Schmader applied the “Page 99 Test” to his new book, Uncovering America's First War: Contact, Conflict, and Coronado's Expedition to the Rio Grande, and reported the following:
My page 99 is actually very important but is on a topic not quite within the main theme of the book. The best quote is: “The scale and pace of other changes (such as architecture and settlement patterns) in the late pre-Contact era of the middle Rio Grande pueblos is paralleled in the ceramic record.” Here I describe that the Ancestral Pueblo world was going through substantial and systemic change in the century or less before the arrival of the first Europeans and outsiders in 1540. This was quite consequential, because those changes in fact helped strengthen pre-Contact Pueblo social organizations to a degree that helped it withstand a major impact from the outside. Without these changes, the Pueblos may have been less resilient to great external stresses.Learn more about Uncovering America's First War at the University of New Mexico Press website.

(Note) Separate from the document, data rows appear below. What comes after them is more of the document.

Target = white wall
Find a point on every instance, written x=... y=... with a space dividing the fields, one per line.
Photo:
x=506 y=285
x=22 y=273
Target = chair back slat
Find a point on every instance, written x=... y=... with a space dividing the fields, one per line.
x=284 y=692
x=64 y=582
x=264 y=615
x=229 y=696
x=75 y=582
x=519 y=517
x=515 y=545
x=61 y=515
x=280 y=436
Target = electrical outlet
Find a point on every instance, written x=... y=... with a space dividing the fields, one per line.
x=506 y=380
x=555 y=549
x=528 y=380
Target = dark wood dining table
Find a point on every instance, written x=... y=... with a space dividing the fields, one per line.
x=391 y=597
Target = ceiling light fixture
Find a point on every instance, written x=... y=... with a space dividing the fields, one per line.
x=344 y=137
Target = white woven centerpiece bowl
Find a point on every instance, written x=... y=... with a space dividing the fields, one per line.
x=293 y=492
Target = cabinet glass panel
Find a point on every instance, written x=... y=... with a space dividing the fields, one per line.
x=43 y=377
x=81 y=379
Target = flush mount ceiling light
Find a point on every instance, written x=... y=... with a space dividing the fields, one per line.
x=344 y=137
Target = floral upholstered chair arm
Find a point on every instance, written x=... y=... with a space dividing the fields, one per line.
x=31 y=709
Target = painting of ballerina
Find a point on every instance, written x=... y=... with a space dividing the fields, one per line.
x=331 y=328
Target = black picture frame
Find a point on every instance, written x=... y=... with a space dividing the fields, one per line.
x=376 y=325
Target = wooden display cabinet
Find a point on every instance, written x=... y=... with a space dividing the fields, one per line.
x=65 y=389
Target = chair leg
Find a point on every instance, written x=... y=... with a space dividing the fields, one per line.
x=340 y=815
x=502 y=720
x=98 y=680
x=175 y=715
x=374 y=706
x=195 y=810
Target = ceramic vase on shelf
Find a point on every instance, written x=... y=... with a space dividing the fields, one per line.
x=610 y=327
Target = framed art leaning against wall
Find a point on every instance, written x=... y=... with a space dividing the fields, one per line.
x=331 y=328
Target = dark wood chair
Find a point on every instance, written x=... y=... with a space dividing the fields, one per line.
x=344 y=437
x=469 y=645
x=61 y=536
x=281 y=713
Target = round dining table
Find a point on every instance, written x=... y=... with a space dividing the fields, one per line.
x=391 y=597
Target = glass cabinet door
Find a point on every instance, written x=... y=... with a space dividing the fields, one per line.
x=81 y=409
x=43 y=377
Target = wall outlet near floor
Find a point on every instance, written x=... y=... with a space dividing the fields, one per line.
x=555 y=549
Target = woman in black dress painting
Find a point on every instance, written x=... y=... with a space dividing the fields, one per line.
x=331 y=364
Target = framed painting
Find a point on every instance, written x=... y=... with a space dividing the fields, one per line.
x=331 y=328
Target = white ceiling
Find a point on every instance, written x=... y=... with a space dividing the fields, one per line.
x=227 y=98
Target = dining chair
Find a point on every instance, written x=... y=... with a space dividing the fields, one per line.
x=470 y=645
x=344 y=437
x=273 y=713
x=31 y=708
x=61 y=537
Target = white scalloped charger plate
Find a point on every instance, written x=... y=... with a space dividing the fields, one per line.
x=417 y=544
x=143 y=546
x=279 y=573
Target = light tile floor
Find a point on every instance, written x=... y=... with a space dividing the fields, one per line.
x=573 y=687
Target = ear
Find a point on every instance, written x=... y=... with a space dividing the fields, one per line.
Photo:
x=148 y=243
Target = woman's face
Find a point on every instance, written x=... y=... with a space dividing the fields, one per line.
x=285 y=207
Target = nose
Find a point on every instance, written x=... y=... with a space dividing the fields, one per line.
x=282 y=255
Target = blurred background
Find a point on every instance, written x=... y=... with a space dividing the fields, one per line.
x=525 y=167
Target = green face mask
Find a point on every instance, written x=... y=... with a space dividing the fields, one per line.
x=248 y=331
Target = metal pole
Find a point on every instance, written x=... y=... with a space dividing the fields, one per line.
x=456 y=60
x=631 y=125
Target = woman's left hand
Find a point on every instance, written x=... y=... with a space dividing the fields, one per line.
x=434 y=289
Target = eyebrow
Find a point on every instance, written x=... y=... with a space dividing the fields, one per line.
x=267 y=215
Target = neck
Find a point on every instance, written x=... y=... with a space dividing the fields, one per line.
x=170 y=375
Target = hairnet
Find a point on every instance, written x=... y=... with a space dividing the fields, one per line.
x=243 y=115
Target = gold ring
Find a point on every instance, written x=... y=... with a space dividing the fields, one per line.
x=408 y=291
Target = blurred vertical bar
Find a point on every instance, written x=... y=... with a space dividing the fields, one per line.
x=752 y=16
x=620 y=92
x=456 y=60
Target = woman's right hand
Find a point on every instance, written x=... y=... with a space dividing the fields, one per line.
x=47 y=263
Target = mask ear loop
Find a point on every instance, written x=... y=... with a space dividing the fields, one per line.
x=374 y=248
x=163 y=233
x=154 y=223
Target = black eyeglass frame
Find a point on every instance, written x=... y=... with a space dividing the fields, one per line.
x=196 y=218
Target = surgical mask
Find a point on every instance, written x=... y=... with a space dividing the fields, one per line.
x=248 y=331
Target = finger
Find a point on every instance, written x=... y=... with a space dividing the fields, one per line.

The main storyline of the book is about the collision between the world’s greatest superpower at the time—the burgeoning Spanish empire—and the most populated area of the American Southwest, which was located in the Rio Grande valley of New Mexico. The book details material signs of conflict, of battles fought between not only Europeans and Pueblos, but also involving hundreds of Mexican Native soldiers brought to bolster the European ranks. The stand-off was epic, a life and death struggle for the very survival of Indigenous cultures versus the forces of European expansionism. The Ancestral Pueblos succeeded where other societies went extinct, and the Europeans came up empty in their quest to find Asia. What emerged instead is a blend of cultures unique to the American Southwest, with syncretism in religion, intermarriage, and unique lifeways. It was a painful birthing process, marked by constant Indigenous resistance and by Spanish determination to establish some sort of colony. As often happens in history, nobody got everything they sought and the outcome produced unexpected results—in this case, New Mexican culture.